The Intel Intrusion: When Is a Hack Just a Hack?
Feb 25, 2010 5:00 AM PT
At about the same time in January that Google reported its infrastructure had been hacked, someone broke into Intel's systems. However, unlike Google, which reported the attack publicly and ended up getting the federal government involved, Intel kept relatively quiet about its intrusion.
The only mention Intel made of the attack was in its SEC 10-K filing.
That's because the chipmaker didn't believe that anything was stolen, spokesperson Chuck Molloy told TechNewsWorld. It's not yet clear whether the attack is connected with the one on Google.
Intel's still looking into the hacking incident and says it has no evidence that anything was taken. "To the best of our knowledge at this point, we can't say that we have any specific knowledge that any intellectual property has been lost," Molloy pointed out.
The incident was not out of the ordinary, Molloy said "We see hacks all the time," he added. "We have a very accomplished team of security experts who try and make sure that we don't lose any intellectual property and that our systems are secure."
Because of the apparent routine nature of the attack, Intel didn't go public with the news but did disclose it in its SEC 10-K filing as a risk factor. Other risk factors in the filing include fluctuations in demand, the high percentage of costs in semiconductor firms' business outlays, and competition.
"Did we hide the fact that we'd been attacked? No," Molloy said. "Did we disclose it as a risk factor?

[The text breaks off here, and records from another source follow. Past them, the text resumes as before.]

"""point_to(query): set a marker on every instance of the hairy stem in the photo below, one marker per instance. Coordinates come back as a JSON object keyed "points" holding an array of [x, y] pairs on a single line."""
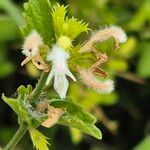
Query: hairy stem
{"points": [[33, 99], [17, 137], [38, 89]]}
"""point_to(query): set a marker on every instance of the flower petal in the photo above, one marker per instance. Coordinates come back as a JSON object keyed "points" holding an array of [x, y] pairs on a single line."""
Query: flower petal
{"points": [[50, 77], [61, 85], [68, 72]]}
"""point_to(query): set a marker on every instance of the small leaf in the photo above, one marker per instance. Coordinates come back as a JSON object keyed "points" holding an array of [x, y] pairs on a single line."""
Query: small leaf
{"points": [[58, 15], [77, 117], [39, 140], [38, 16], [65, 26], [76, 27]]}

Yes. It's the unfortunate reality in today's environment that companies are attacked on a regular basis."
Indeed they are; the Federal Trade Commission has issued a warning to about 100 companies that their files may have been compromised through sharing on P2P networks, for example.

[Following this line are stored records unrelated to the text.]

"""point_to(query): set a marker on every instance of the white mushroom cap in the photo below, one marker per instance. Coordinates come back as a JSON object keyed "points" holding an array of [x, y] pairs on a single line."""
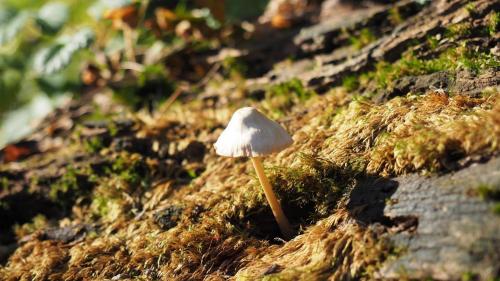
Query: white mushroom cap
{"points": [[251, 134]]}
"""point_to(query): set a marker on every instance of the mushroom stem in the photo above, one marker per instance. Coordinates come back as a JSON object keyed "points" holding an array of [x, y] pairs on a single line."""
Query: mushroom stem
{"points": [[283, 223]]}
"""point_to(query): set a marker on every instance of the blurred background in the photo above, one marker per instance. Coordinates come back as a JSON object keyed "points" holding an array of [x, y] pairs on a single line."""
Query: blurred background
{"points": [[51, 51]]}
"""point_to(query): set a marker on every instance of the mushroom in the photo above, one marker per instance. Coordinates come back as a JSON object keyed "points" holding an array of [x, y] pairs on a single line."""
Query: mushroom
{"points": [[251, 134]]}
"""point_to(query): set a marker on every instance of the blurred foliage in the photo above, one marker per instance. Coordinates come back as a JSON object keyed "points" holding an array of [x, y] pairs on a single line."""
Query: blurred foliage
{"points": [[138, 49]]}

In fact, 75 percent of all enterprises were hit by hackers in the past 12 months, according to security research firm Symantec, and 41 percent of them said the attacks were effective to some extent. The information, revealed in Symantec's 2010 State of Enterprise Security Report, was gleaned from interviews with 2,100 enterprises worldwide.
Did Aurora's Light Shine on Intel?
Whether or not the hack was related to the one that hit Google has not yet been established. "We didn't say at the time that it was the same hack as Google," Molloy said. However, he wouldn't rule out that possibility.

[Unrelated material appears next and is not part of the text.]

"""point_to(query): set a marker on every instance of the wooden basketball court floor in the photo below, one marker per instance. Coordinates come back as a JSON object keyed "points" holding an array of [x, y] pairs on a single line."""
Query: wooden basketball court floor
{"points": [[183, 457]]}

The attack on Google also targeted at least 20 other large U.S. companies doing business in China. McAfee has named the attack "Operation Aurora" and described it as being highly sophisticated. There's been much speculation about the authors of the attack, which exploited a zero-day flaw in the Internet Explorer browser. Suspects range from hackers in China and Taiwan to students at two Chinese educational institutions to. Lately, a freelance security consultant in China has come under scrutiny.
As a result of the attack, Microsoft was forced to patch the IE flaw, and France and Germany suggested their citizens discontinue use of IE, at least temporarily. Google then reportedly brought in the National Security Agency to investigate the attack, sparking privacy concerns. The hack has also led to a war of words between the government of China and some high-ranking members of the U.S. government.
Targeted attacks against corporations and government sites are fairly frequent. One recent series of attacks, the work of the Kneber botnet, extensively compromised commercial and government systems.
Currently, the Senate is holding hearings on the U.S. Cybersecurity Amendment Act of 2009, which seeks to establish research into cyberattacks and how to implement cybersecurity education programs, among other things. The act, H.R. 4061, was overwhelmingly passed by the House of Representatives earlier this month.